Maybe changed as below.

if ((N0->getOpcode() == ISD::VSELECT && Level > AfterLegalizeVectorOps &&
     TLI.getOperationAction(ISD::VSELECT, VT) != TargetLowering::Legal
     ))
  return SDValue();
LuoYuanke added inline comments.Mar 23 2023, 6:56 AM
llvm/lib/Target/X86/X86ISelDAGToDAG.cpp
1043

On the other hand, why can't use VPBLENDVB ymm1, ymm2, ymm3/m256 (https://www.felixcloutier.com/x86/pblendvb) to vselect v16i16? We can bitcast v16i16 to v32i8.

pengfei added inline comments.Mar 23 2023, 8:15 AM
llvm/test/CodeGen/X86/vselect-post-combine.ll
3

This problem is not limited to Windows. Linux has the some problem if passing a ptr and load it to <32 x i8>.

xiangzhangllvm added inline comments.Mar 23 2023, 6:12 PM
llvm/lib/CodeGen/SelectionDAG/DAGCombiner.cpp
12246

Yes, I also had a quick think about it, just need to pass Level here.

llvm/lib/Target/X86/X86ISelDAGToDAG.cpp
1043

Yes, but not only bitcast, it also need to bring new instructions to transfer value of ymm1.

llvm/test/CodeGen/X86/vselect-post-combine.ll
3

Yes, I tended to rm windows then I found it is not triggered, duo to the previous optimization difference.

5

Sure

27

Let me have a try, in fact I spend a lot time to simplify the raw test to current status : )

pengfei added inline comments.Mar 23 2023, 6:34 PM
llvm/test/CodeGen/X86/vselect-post-combine.ll
3

The difference first comes from ABI, so you can remove it by

define ptr @test_mul(ptr %0) {
%vecinit.i.i.i.i.i92 = load <32 x i8>, ptr %0
xiangzhangllvm marked 4 inline comments as done.
xiangzhangllvm added inline comments.Mar 23 2023, 7:20 PM
llvm/test/CodeGen/X86/vselect-post-combine.ll
3

Sorry, there is a delay for me to see this comment, I have update it : ), the test options is mainly to trigger the combine, now we can trigger it. Can we go on now?

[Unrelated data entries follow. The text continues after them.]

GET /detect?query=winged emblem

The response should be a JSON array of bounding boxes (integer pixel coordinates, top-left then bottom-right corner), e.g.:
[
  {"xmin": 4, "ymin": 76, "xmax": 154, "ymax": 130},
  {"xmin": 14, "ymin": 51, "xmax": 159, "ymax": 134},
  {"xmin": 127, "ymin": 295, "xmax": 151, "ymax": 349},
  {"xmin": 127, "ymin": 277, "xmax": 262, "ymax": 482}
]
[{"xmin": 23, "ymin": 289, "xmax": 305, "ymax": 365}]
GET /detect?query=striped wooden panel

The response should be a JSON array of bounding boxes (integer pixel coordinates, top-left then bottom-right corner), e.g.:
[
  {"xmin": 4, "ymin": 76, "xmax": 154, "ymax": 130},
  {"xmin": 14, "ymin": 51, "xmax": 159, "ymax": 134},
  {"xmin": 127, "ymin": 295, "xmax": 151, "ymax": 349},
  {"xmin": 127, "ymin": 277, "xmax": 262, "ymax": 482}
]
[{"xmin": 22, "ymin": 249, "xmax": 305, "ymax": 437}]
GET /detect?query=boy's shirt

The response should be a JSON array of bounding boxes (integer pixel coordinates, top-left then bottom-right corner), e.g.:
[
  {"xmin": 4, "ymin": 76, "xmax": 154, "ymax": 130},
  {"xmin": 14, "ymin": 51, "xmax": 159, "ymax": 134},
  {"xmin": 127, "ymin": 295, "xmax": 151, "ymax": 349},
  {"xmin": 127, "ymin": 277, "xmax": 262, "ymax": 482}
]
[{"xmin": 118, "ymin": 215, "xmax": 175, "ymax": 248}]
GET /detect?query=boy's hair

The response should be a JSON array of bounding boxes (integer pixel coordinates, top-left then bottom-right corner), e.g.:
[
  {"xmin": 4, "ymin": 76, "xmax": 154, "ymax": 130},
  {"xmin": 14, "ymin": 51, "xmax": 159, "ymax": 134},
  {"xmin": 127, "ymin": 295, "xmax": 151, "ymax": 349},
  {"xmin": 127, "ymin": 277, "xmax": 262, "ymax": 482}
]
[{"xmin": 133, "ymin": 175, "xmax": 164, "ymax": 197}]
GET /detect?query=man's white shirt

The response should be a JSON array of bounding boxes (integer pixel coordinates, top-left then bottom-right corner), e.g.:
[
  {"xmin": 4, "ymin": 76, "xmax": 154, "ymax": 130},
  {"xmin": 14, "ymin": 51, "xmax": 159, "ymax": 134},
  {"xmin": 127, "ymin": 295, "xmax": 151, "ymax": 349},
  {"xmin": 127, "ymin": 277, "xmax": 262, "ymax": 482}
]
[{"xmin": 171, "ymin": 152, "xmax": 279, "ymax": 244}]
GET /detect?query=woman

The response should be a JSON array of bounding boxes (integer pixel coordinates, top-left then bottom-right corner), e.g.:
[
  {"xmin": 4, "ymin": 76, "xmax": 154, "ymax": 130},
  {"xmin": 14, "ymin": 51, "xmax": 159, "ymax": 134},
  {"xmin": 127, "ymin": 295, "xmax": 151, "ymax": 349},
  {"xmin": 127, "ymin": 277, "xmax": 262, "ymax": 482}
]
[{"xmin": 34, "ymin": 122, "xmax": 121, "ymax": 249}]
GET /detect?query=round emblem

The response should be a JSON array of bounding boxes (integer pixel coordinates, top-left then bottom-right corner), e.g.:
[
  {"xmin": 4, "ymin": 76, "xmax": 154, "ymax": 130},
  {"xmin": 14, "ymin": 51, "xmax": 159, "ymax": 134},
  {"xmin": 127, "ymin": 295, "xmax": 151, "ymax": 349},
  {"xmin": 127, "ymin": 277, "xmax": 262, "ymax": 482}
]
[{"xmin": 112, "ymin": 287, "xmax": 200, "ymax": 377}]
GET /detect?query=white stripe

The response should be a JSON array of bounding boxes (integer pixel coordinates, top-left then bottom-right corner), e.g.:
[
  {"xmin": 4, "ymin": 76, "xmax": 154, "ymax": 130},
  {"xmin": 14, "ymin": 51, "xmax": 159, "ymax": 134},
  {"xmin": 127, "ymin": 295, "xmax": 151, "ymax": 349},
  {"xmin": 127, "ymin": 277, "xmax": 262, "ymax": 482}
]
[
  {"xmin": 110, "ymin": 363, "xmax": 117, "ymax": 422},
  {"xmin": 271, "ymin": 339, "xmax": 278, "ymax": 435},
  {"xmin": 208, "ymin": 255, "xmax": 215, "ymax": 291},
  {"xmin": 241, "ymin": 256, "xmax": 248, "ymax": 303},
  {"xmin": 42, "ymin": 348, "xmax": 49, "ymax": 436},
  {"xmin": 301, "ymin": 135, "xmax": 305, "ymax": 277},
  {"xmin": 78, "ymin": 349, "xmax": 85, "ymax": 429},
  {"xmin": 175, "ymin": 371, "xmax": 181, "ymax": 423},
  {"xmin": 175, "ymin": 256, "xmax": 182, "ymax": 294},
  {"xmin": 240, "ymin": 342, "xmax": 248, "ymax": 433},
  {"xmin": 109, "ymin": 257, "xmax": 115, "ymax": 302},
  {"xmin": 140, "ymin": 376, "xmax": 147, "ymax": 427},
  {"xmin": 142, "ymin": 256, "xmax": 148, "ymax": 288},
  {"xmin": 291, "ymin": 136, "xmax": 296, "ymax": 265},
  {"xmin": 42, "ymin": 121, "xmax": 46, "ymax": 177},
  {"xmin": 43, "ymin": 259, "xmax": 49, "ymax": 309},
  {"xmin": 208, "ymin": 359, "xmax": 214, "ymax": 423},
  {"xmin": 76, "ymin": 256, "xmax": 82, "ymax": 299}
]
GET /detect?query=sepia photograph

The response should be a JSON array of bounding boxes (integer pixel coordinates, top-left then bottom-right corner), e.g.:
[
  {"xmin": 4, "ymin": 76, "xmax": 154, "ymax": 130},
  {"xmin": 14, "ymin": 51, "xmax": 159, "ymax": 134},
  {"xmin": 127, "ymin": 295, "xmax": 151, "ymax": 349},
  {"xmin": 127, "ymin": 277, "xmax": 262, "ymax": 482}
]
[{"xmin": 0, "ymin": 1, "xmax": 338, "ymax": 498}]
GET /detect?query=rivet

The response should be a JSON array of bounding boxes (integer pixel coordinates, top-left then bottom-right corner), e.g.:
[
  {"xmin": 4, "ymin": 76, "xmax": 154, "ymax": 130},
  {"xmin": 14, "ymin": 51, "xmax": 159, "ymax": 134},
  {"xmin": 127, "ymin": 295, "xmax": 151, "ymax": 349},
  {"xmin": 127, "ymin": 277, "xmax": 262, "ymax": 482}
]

LuoYuanke added inline comments.Mar 23 2023, 7:25 PM
llvm/test/CodeGen/X86/vselect-post-combine.ll
19

Could you simplify %shuffle.i.i.i6.i.i as well?

LuoYuanke accepted this revision.Mar 23 2023, 7:32 PM

LGMT with NIT comments.

This revision is now accepted and ready to land.Mar 23 2023, 7:32 PM
pengfei accepted this revision.Mar 23 2023, 8:05 PM
xiangzhangllvm marked 2 inline comments as done.Mar 23 2023, 8:06 PM
This revision was automatically updated to reflect the committed changes.